Generally, to qualify as dependents, children must:
- be under 22 years old
- not have a spouse or common-law partner
Note: a child’s age is usually “locked-in” when IRCC receives a complete application. This means that when IRCC processes your child’s application, they use the age on lock-in date to see if your child qualifies as a dependent.
Use IRCC’s online tool to check if your child qualifies as a dependent.
Exception: Children who are at the age limit or older can qualify as “over-age” dependents if they
- have depended on their parents for financial support since before they reached the age limit and
- can’t financially support themselves due to a mental or physical condition.
Permits for Dependent Children
Your school-aged children (5-18 years of age) should also apply for study permits. These make the immigration process run more smoothly, especially if your child enters Canada without a parent. You should bring two years of official school records for your children, in English or with a certified English translation. Children under 5 will just require a visitor record.
Minor children intending to study are required to apply for a study permit before entering Canada. You can apply for their study permit online at the same time as your own through MyCIC.
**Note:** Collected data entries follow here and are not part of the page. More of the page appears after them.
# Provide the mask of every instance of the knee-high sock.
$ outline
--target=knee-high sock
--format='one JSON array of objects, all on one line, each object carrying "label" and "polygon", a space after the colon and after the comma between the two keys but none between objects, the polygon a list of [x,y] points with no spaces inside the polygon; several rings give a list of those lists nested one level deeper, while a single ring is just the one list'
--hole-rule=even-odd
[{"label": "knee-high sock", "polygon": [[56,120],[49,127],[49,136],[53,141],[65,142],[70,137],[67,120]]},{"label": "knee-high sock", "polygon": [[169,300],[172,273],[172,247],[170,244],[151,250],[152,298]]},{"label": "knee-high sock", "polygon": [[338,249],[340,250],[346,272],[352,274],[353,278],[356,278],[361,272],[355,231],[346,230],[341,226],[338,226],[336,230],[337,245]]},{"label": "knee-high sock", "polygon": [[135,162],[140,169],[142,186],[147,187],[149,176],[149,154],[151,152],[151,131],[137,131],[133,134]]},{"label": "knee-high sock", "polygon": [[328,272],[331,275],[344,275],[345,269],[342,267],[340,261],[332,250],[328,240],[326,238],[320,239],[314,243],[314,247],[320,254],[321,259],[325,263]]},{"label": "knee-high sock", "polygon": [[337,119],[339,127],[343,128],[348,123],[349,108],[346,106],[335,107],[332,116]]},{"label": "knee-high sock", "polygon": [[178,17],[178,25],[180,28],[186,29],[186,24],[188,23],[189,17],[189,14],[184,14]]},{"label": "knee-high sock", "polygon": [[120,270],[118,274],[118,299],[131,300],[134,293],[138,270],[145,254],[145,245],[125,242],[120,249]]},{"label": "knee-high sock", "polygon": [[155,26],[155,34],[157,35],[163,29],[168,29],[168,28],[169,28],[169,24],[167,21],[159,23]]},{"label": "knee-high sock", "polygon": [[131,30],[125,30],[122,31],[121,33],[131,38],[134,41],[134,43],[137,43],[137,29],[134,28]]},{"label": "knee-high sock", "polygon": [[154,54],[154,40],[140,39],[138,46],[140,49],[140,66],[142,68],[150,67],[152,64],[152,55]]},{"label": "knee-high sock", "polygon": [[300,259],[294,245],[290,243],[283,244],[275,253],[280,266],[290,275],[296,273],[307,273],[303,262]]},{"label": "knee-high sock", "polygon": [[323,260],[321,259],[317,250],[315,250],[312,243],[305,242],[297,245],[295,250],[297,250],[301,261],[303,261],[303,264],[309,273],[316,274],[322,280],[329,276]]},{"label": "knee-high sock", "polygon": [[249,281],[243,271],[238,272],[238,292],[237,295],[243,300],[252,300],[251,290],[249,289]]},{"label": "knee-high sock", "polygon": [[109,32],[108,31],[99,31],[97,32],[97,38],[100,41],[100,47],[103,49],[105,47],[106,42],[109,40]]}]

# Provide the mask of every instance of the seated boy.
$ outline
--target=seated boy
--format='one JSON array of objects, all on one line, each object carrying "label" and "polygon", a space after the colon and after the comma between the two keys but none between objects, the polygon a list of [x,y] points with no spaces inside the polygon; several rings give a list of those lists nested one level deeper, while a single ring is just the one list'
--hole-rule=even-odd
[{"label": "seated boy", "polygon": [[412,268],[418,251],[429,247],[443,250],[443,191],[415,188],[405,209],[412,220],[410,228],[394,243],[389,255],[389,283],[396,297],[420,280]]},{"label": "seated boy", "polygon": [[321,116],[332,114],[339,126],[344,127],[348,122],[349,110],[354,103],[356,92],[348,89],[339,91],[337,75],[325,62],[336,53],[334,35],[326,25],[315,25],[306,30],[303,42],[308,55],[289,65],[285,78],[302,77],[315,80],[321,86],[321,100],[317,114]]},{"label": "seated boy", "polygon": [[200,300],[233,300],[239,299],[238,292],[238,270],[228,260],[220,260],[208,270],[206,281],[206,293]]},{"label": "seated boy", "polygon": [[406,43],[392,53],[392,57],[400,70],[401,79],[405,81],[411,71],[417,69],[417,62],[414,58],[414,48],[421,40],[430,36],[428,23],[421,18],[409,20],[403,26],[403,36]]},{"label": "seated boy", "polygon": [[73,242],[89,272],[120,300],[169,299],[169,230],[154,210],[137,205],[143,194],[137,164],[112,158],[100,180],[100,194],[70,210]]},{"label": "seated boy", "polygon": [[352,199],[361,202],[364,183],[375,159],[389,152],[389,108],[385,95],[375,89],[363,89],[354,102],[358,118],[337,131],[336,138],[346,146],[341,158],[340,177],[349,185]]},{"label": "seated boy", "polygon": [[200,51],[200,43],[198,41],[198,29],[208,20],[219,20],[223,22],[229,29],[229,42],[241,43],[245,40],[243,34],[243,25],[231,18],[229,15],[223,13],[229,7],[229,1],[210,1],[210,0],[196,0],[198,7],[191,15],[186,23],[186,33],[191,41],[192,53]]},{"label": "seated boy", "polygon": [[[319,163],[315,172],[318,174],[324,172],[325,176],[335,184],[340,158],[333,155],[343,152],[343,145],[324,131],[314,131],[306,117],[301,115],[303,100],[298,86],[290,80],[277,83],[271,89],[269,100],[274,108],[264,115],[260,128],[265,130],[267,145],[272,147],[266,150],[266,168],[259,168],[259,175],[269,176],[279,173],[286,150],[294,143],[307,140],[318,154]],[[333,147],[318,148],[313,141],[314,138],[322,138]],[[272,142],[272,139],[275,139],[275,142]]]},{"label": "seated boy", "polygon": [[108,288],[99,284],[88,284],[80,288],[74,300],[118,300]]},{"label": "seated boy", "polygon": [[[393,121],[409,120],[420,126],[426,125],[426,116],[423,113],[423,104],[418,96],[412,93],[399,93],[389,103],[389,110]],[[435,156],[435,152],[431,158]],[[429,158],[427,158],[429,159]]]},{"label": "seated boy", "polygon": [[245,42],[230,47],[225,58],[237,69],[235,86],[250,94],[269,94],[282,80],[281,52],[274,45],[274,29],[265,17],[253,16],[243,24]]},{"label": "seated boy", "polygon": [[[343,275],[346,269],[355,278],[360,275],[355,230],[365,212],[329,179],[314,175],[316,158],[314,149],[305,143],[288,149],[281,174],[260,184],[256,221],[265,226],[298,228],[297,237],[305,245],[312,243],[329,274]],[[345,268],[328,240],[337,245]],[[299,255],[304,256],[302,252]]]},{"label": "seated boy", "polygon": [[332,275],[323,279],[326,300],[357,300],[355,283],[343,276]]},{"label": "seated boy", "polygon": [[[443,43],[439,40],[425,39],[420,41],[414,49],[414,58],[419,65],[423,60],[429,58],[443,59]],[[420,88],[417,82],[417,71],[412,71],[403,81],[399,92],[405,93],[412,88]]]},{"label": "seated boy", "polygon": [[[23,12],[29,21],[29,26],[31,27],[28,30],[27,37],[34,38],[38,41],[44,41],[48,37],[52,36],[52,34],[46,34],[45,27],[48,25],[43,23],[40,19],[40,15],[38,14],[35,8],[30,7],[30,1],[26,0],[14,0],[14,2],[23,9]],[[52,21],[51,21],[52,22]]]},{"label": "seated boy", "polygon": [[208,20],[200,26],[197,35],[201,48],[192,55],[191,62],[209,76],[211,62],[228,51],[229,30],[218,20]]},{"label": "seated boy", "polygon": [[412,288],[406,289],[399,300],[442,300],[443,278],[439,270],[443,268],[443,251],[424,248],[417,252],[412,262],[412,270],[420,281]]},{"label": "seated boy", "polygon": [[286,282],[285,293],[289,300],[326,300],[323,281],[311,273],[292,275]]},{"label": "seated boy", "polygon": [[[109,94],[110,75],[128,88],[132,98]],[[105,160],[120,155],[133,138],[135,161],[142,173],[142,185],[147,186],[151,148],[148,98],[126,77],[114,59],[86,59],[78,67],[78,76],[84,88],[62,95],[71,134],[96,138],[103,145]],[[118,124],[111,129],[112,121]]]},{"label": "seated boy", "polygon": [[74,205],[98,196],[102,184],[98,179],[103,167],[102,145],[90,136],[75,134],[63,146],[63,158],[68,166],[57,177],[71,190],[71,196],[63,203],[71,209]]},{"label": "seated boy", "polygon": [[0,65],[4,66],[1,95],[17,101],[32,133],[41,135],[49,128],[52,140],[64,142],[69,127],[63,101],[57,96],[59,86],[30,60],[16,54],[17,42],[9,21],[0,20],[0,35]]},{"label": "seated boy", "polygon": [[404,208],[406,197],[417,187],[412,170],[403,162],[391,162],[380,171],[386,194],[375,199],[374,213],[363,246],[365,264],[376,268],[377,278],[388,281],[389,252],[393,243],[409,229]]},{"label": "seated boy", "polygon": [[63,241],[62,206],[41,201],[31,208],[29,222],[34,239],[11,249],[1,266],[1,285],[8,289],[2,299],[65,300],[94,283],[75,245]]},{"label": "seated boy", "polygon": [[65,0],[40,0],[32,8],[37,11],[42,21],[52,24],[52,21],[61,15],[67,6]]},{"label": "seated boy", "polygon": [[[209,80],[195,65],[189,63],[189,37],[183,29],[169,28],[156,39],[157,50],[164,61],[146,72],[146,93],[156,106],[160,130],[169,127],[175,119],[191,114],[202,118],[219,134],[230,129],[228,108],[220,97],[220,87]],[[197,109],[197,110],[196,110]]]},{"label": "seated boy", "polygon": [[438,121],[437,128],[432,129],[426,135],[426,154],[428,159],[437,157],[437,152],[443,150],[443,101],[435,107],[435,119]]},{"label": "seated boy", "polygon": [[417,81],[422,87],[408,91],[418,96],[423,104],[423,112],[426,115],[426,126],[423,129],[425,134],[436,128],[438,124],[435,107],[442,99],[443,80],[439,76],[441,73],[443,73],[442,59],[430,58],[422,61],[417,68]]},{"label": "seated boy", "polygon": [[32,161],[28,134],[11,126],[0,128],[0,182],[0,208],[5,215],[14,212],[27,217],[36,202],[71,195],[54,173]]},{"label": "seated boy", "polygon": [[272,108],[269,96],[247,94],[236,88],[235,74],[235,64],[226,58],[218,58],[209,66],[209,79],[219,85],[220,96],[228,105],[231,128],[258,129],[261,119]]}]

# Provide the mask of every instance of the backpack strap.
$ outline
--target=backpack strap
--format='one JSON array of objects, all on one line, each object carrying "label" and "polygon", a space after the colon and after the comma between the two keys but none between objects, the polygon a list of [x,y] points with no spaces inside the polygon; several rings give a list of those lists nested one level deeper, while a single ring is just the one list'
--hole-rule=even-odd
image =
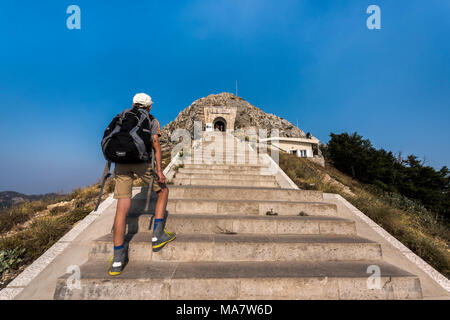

Minor children already in Canada are authorized to study without a study permit at the pre-school, primary or secondary level if:
- they are either accompanying parents claiming refugee status or are claimants themselves;
- one of their parents (biological or adoptive) is a Canadian citizen or permanent resident;
- one of their parents (biological or adoptive) is authorized to work or study in Canada; this includes temporary residents who are
- work permit holders,
- study permit holders,
- visitor status holders (e.g., visitor record holders) who are either authorized to work without a permit, as per section 186 of the Immigration and Refugee Protection Regulations (IRPR), or authorized to study without a permit, as per section R188; or
- neither parent is physically in Canada.
Extension of Immigration Documents for Dependents
When extending immigration documents for your family members (e.g. work permit or visitor status for your spouse; visitor status or study permits for your children), please keep the following tips in mind:
- All dependents (including children) require their own documents.
- Documents must be extended before their expiry date.
- You can apply to extend your study permit, work permit and all the documents of your family members at the same time, online through MyCIC.
- Pay the appropriate fee for each family member.
- Visitor documents may include a stamp in the passport or a visitor record (looks like a study permit)
When you apply online, indicate that you have family members coming with you to Canada. This lets you complete their applications with yours.
Please check here for IRCC application processing times.
If your spouse or common-law partner has already entered Canada as a visitor and now wishes to extend their stay in Canada and/or apply for a work permit, please refer to the ‘Extension of Immigration Documents for Dependents’ section.